The toddler with the tumble of brown curls giggled and clapped in response. She was the only child currently in Fern’s garden because Ed and Owen had
wheeled the babies off for a walk and hopefully a snooze.

Ed had another reason for wanting to be out of the garden: Mick was due to pay a short visit at 3 p.m. and he had a feeling that maybe Nic and Annie should get on with this without him.

Annie had eaten the second slice of chocolate cake out of sheer anxiety.

‘How did it go yesterday, when you first met him?’ Annie asked her sister.

Although the question was out of the blue, Nic didn’t need Annie to explain whom she was talking about.

‘Well’ – Nic gave a shrug – ‘what can I say? I didn’t fling my arms around him and scream: “Daddy, you’re back.”’

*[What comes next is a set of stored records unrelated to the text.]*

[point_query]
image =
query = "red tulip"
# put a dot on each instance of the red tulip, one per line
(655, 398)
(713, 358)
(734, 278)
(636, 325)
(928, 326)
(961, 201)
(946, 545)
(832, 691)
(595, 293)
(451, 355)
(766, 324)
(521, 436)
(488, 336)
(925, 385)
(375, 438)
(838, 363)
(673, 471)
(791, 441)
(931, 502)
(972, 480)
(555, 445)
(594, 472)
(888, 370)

‘No.’ Annie’s foot was tapping restlessly and she was seriously considering a third slice. ‘I think it would be easier if he just went away,’ she said. ‘You know, he was in a box in my head and I don’t want him out, running about here wanting me to deal with him, but Mum …’

‘Mum seems quite pleased to see him,’ Nic finished her sentence.

‘I think she’s forgotten to be angry with him, she’s forgotten about every horrible thing he ever did and she just seems to want to reminisce about the good old days.’